リーダーシップ現象研究の紹介 その1『特性論』

先週『リーダーシップの変遷』として、リーダーシップがどのような流れで発展進化を遂げてきたのかについて紹介しました(『リーダーシップの変遷』記事はこちら:http://learnaboutleadership.com/2016/03/21/changesinleadership/)今回はリーダーシップ現象研究の始まりとも言える『特性論』にフォーカスし、リーダーシップ現象研究が『特性論』としてどのように整理されていったのか、また『特性論』に分類させる諸理論と、それら理論が現代のリーダーシップ現象研究とどのようにつながり、影響しているのかについて紹介します。

 

『特性論』とは?

 『特性論』とは、1950年頃まで主流とされたリーダーシップ現象研究です。「優れた資質を持ち合わせた偉人こそがリーダーと成り得る」「リーダーは作られるものではなく、生まれながら持つ特質である」という考え方で、生来的な特性、資質などの観点からリーダーの要件を調査したものです。

 

『特性論』の歴史と代表論

 歴史を遡っていくと紀元前375年プラトンの国家論に『特性論』のようなリーダーついての考え、「英知を持ったリーダーが国を治めよ」(哲人理論)を見つけることができます。また、君主論にてマキャベリが論じた「権謀術数に長けたリーダー像が望ましい」も『特性論』の考え方です。

 

『特性論』におけるリーダーの資質についての研究として代表的なものには、1930年代の『ストッグディルの特性論』があります。
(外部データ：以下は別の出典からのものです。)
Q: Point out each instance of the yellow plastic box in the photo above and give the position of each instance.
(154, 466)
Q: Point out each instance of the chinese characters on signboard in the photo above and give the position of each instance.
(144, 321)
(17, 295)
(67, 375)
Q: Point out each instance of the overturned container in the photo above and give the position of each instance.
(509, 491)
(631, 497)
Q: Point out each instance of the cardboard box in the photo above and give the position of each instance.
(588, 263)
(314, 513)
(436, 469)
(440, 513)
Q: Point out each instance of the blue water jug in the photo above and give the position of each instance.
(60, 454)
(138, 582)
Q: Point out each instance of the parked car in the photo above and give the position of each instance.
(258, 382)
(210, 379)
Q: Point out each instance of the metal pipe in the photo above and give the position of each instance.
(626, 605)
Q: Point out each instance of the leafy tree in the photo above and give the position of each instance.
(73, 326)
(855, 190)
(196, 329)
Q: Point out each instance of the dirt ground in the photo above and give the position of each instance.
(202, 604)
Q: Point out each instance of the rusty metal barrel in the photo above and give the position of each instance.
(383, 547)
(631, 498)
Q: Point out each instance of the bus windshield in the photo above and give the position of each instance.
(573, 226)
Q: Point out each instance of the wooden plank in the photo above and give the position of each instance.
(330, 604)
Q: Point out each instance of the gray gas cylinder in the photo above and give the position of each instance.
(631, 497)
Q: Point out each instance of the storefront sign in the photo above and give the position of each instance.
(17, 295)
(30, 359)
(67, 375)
アメリカの心理学者であった彼は、リーダーのもつ特性、あるいはリーダーシップと高い相関関係がある特性として、「公正」「正直」「誠実」「思慮深さ」「公平」「機敏」「独創性」「忍耐」「自信」「攻撃性」「適応性」「ユーモアの感覚」「社交性」「頼もしさ」をあげていますが、それぞれの特性の定義、測定、因果関係ははっきりせず、どれもリーダーとして成功するための必然的資質を発見するまでには至っていません。事実後年ストッグディル自身も『特性論』の限界を自ら宣言しています。

 

『特性論』と今

 現在、『特性論』のみでリーダーシップを語る研究者はいません。しかし、現代においても多くの人の認識として「カリスマ的な資質を持った人間が取るものである」というある種『特性論』のような考え方は根強く残っています。また、近年カリスマ型リーダーシップなどに関連し再度リーダーの特性に注目が集まっていることからも、『特性論』が全く価値を失ったのではないとする考えがあることも事実です。

 

今回はリーダーシップの変遷から『特性論』を紹介しました。次回は現在リーダーシップを私たちが学ぶことにできるようになった理由とも言える『行動論』について紹介します。